Press Release

Tajikistan: Human rights defenders face increasing threats in climate of fear, says UN expert

09 December 2022

The authorities in Tajikistan must radically improve the situation of its human rights defenders, and dispel an intensifying climate of fear, a UN independent expert said today after a two-week official visit to the country.

Photo: © Pavlo Byalyk, UN in Tajikistan

“Some officials in the Tajik government are trying to engage positively with human rights defenders, and there has been some legislative progress. However, many of those who peacefully defend the rights of others are under increasing pressure,” the Special Rapporteur on the situation of human rights defenders, Mary Lawlor, said in a statement.

“The situation of human rights defenders is deteriorating.
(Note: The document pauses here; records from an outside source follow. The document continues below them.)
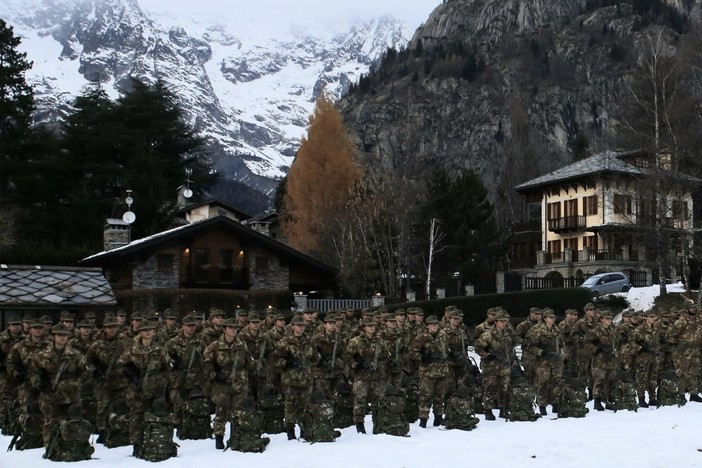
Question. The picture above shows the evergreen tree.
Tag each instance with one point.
(319, 180)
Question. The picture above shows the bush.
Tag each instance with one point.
(185, 300)
(517, 304)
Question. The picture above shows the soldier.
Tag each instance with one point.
(430, 349)
(56, 373)
(110, 384)
(496, 350)
(227, 362)
(366, 355)
(295, 357)
(583, 354)
(457, 340)
(213, 330)
(330, 347)
(645, 372)
(602, 344)
(546, 345)
(686, 337)
(144, 364)
(11, 335)
(571, 344)
(260, 349)
(186, 352)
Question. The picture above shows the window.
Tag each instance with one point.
(590, 205)
(261, 265)
(554, 210)
(622, 204)
(164, 263)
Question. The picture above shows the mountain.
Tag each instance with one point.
(507, 88)
(248, 91)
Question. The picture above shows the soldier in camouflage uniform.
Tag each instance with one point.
(109, 382)
(686, 337)
(546, 345)
(227, 362)
(330, 347)
(260, 349)
(496, 350)
(647, 340)
(602, 343)
(520, 335)
(18, 363)
(145, 364)
(430, 349)
(186, 352)
(295, 356)
(366, 355)
(583, 353)
(56, 373)
(8, 338)
(571, 343)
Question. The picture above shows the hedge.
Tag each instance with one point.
(517, 304)
(185, 300)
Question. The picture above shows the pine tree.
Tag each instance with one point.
(319, 180)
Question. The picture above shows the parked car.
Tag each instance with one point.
(607, 283)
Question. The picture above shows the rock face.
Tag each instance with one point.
(249, 96)
(504, 87)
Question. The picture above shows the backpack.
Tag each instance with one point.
(391, 417)
(157, 441)
(624, 396)
(669, 392)
(195, 420)
(572, 402)
(117, 431)
(247, 427)
(272, 409)
(459, 414)
(520, 406)
(318, 423)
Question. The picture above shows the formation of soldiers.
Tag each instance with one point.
(236, 366)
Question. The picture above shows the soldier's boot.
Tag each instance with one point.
(598, 404)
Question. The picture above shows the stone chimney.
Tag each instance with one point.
(115, 234)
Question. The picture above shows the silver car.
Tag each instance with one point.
(607, 283)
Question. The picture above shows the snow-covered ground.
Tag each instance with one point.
(664, 437)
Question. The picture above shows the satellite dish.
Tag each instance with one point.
(129, 217)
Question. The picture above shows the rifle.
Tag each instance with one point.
(62, 367)
(336, 344)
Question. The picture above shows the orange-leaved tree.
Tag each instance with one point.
(320, 179)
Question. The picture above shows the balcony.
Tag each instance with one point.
(566, 223)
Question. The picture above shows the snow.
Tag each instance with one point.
(665, 437)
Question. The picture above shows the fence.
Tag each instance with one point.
(537, 282)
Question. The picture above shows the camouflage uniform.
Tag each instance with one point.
(430, 349)
(602, 343)
(496, 350)
(145, 366)
(227, 364)
(295, 356)
(546, 345)
(56, 374)
(367, 356)
(686, 337)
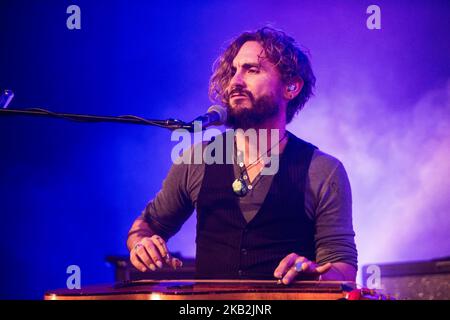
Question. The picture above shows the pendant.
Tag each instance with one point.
(240, 187)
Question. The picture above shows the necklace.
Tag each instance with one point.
(240, 186)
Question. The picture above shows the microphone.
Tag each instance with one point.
(215, 116)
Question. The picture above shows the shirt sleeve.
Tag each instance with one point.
(176, 200)
(331, 204)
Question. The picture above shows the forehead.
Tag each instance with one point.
(250, 52)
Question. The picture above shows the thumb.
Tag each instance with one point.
(324, 268)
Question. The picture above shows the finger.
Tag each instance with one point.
(325, 268)
(136, 262)
(176, 263)
(290, 276)
(152, 251)
(161, 245)
(285, 265)
(144, 257)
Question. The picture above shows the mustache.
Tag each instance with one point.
(239, 91)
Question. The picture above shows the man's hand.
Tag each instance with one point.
(151, 253)
(293, 265)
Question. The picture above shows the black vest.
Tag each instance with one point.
(230, 248)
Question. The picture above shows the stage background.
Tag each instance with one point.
(70, 191)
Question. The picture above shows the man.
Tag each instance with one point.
(296, 223)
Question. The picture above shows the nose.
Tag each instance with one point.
(237, 80)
Lawyers, journalists and others are being targeted for their human rights work. They have been confronted with a range of difficulties ranging from onerous administrative burdens, to harassment, threats, criminalisation, closed unfair trials and imprisonment,” Lawlor said. “A climate of corruption, the fear of persecution and a stranglehold on human rights defenders working on difficult issues have forced some to leave the country.”
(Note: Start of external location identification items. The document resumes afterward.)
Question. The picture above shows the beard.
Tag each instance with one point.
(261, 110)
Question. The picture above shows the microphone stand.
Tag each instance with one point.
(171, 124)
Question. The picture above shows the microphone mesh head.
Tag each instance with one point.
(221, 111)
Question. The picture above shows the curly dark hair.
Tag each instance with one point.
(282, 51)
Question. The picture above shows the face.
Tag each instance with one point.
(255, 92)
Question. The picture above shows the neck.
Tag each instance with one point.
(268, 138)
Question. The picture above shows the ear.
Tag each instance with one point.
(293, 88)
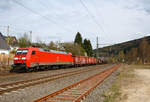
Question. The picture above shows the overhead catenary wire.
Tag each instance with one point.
(45, 17)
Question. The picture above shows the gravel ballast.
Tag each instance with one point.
(33, 75)
(32, 93)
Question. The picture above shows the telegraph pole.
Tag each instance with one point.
(31, 36)
(7, 30)
(97, 47)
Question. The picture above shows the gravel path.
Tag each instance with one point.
(34, 92)
(29, 76)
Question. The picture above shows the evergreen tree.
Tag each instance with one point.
(78, 39)
(88, 47)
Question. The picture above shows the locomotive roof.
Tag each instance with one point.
(45, 50)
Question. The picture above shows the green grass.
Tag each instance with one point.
(125, 73)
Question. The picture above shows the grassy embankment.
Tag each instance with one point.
(124, 78)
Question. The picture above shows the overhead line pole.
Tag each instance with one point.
(97, 47)
(7, 30)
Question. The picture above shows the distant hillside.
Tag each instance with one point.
(115, 49)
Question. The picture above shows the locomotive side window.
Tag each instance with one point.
(33, 52)
(21, 52)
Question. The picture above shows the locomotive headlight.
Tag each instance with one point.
(16, 58)
(23, 58)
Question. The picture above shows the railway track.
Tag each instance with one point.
(4, 88)
(78, 90)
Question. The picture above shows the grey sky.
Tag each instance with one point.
(119, 20)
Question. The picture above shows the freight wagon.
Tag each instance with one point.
(29, 59)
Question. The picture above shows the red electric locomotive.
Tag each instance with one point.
(29, 59)
(35, 58)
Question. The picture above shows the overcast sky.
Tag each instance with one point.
(113, 21)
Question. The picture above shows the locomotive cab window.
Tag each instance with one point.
(21, 52)
(33, 52)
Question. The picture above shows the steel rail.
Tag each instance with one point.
(78, 90)
(22, 84)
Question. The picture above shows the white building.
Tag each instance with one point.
(4, 48)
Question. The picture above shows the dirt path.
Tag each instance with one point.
(139, 88)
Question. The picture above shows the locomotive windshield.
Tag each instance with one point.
(21, 52)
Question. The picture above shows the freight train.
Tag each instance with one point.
(31, 59)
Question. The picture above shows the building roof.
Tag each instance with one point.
(3, 44)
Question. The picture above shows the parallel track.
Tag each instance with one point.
(23, 84)
(77, 91)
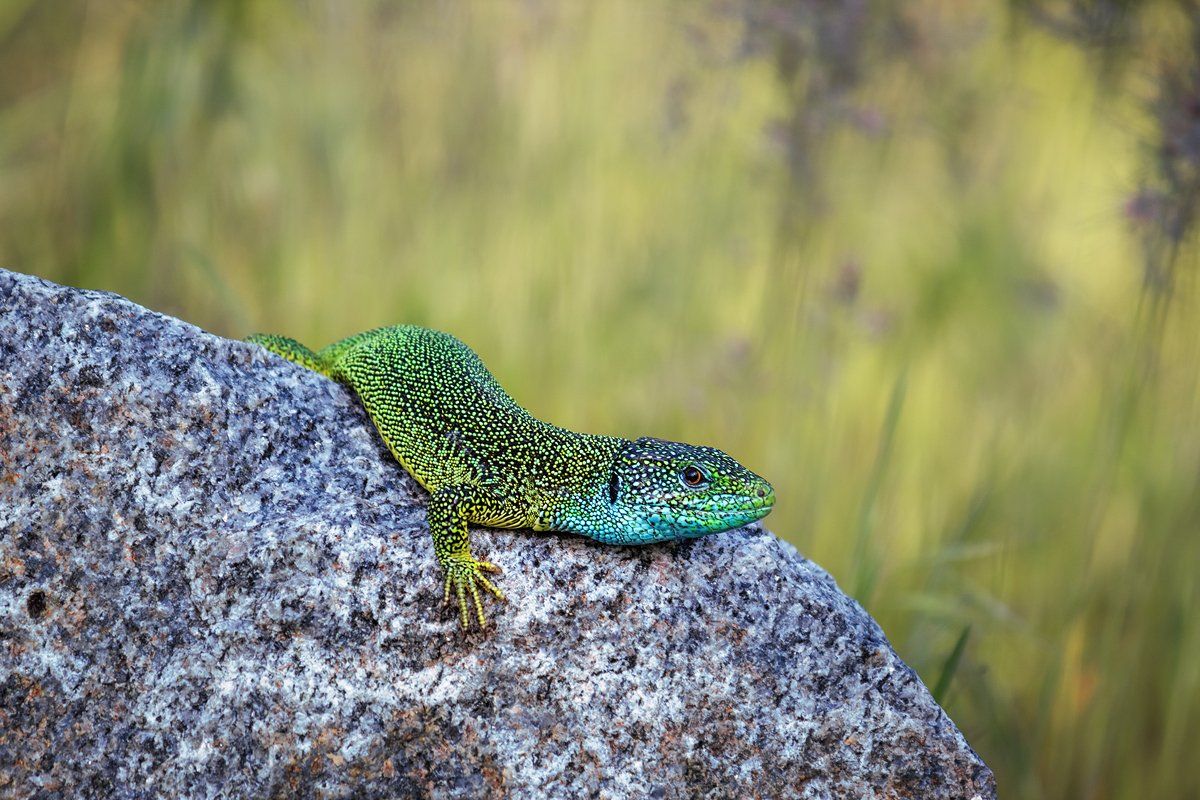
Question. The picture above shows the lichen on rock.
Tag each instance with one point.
(216, 582)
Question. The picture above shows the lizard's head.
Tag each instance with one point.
(667, 489)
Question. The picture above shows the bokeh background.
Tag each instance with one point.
(928, 266)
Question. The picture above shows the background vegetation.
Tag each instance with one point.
(927, 268)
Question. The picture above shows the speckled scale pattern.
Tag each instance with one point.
(487, 461)
(215, 583)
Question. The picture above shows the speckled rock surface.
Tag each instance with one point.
(215, 582)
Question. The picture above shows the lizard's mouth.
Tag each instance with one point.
(714, 515)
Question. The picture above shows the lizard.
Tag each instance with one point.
(487, 461)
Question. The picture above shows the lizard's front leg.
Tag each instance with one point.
(449, 510)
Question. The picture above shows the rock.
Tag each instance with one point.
(215, 582)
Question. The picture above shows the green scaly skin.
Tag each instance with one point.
(487, 461)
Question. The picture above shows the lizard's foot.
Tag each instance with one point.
(466, 573)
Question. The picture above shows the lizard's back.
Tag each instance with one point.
(437, 407)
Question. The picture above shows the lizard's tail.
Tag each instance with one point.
(292, 350)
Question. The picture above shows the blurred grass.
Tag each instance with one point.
(885, 259)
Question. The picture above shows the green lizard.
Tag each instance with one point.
(487, 461)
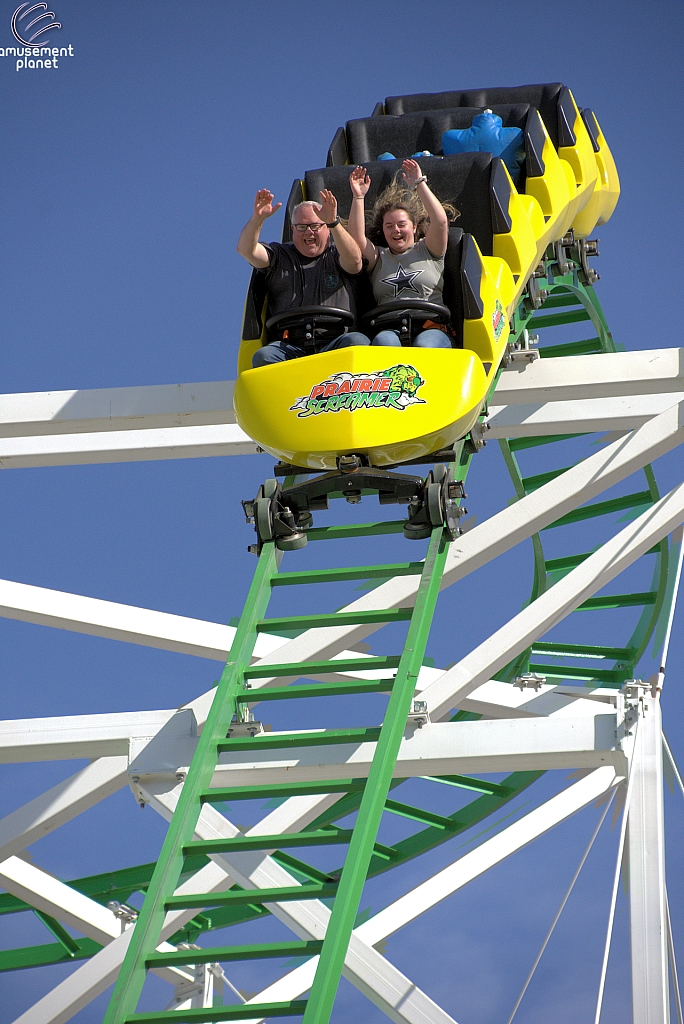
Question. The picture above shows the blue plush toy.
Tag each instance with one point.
(487, 135)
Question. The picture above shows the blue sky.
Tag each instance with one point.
(127, 174)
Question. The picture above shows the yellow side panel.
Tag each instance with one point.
(517, 247)
(487, 336)
(554, 190)
(605, 196)
(390, 404)
(581, 159)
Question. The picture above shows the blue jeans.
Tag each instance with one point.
(278, 351)
(426, 339)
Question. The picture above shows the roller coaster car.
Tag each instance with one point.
(356, 412)
(353, 414)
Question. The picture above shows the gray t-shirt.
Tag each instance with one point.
(414, 274)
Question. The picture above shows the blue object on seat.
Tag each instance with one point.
(487, 135)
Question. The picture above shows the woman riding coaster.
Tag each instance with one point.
(415, 226)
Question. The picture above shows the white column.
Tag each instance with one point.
(646, 873)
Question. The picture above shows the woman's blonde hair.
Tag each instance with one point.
(398, 197)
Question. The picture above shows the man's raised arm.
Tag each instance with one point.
(350, 254)
(248, 243)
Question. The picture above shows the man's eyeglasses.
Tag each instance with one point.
(309, 227)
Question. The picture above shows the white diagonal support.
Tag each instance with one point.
(60, 804)
(95, 975)
(110, 409)
(438, 749)
(606, 375)
(77, 735)
(535, 621)
(492, 852)
(103, 446)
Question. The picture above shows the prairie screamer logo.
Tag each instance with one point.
(393, 388)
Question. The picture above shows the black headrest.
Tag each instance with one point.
(463, 179)
(545, 97)
(409, 133)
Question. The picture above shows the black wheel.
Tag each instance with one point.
(263, 520)
(435, 504)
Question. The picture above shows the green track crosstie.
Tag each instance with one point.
(232, 692)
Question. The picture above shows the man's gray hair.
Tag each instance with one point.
(309, 202)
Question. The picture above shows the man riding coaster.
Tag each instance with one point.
(316, 269)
The Tajik government should live up to its international obligations and commitments, and work with human rights defenders to build peaceful, fair and just societies.
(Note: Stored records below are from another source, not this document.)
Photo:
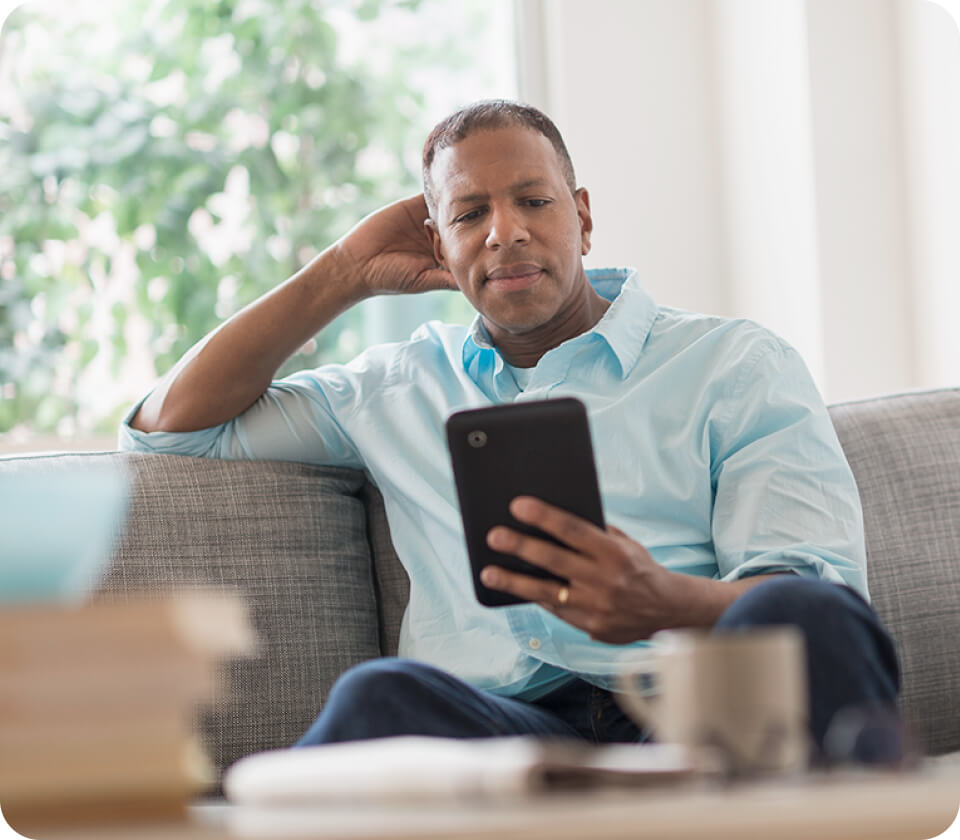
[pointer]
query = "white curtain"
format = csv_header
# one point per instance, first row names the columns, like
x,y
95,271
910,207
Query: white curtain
x,y
792,161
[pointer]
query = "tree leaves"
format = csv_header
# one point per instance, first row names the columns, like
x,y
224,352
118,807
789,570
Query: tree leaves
x,y
142,111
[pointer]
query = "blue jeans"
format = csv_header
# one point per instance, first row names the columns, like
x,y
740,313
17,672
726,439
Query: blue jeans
x,y
851,662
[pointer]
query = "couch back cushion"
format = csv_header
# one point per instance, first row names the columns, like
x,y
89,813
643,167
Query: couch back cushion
x,y
292,538
905,454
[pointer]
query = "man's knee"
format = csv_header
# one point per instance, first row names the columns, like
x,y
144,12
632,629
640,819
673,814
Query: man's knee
x,y
378,681
790,599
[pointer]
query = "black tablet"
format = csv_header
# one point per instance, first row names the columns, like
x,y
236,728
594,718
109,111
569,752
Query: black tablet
x,y
539,449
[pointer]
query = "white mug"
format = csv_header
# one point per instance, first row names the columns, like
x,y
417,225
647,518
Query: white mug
x,y
740,694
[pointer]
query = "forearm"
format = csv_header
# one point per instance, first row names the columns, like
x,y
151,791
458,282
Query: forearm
x,y
229,369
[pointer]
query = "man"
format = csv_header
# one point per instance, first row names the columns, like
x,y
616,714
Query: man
x,y
729,499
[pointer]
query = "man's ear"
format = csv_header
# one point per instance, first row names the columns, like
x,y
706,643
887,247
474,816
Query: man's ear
x,y
430,226
582,199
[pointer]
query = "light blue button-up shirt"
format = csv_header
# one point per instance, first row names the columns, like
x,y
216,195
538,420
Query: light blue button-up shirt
x,y
713,449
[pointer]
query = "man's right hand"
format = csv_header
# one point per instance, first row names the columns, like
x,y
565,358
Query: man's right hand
x,y
226,372
389,253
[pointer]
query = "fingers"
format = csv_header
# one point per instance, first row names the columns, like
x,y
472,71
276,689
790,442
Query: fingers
x,y
574,531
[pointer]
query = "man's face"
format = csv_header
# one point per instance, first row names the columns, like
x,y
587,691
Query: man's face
x,y
509,230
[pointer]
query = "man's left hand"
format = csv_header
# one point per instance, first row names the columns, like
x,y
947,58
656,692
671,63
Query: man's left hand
x,y
616,592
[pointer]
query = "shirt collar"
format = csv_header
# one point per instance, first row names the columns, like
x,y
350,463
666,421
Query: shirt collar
x,y
624,326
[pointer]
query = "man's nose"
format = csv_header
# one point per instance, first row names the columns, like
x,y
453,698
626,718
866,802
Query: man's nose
x,y
506,228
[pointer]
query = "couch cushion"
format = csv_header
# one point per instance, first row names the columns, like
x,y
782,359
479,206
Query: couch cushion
x,y
391,579
292,538
905,454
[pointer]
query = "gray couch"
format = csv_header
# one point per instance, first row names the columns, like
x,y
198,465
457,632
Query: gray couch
x,y
310,548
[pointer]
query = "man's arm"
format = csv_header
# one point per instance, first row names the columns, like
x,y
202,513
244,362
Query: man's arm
x,y
228,370
785,502
618,593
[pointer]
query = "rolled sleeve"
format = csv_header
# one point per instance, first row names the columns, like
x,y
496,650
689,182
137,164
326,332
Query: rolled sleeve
x,y
785,497
298,418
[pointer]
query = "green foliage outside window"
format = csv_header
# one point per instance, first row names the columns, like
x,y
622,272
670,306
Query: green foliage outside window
x,y
157,177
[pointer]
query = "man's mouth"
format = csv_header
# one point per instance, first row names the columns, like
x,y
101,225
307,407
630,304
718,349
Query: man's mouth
x,y
508,278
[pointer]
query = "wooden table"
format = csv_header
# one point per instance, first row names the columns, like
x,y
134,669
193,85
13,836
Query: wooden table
x,y
843,806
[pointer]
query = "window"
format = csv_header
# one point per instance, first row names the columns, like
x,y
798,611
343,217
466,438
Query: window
x,y
165,162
During her visit, the Special Rapporteur held meetings with government authorities in Dushanbe, and also travelled to Khujand. She held discussions with the Ombudsman, members of Parliament, prosecutors, the Supreme Court and representatives of the international community. She also visited a pre-trial detention centre and met human rights defenders there. Her request to visit the Gorno-Badakhshan Autonomous Oblast (province) was denied.

“The Tajik Government must realise that it is in its self-interest to promote and protect human rights defenders working to build just and fair societies,” Lawlor said. “I urge the Government to treat human rights defenders as allies, not adversaries.”

The Special Rapporteur will present a full report on her visit to the Human Rights Council in March 2024.

ENDS

Ms. Mary Lawlor is the Special Rapporteur on the situation of human rights defenders. She is currently Associate Professor of Business and Human Rights at the Centre for Social Innovation (CSI) at Trinity College Dublin Business School. In 2001 she founded Front Line Defenders - the International Foundation for the Protection of Human Rights Defenders to focus on human rights defenders at risk. As Executive Director between 2001 and 2016, Ms. Lawlor represented Front Line Defenders and played a key role in its development. Ms. Lawlor was previously Director of the Irish Office of Amnesty International from 1988 to 2000, after becoming a member of the Board of Directors in 1975 and being elected its President from 1983 to 1987.

The Special Rapporteurs, Independent Experts and Working Groups are part of what is known as the Special Procedures of the Human Rights Council. Special Procedures, the largest body of independent experts in the UN Human Rights system, is the general name of the Council’s independent fact-finding and monitoring mechanisms that address either specific country situations or thematic issues in all parts of the world. Special Procedures’ experts work on a voluntary basis; they are not UN staff and do not receive a salary for their work. They are independent from any government or organization and serve in their individual capacity.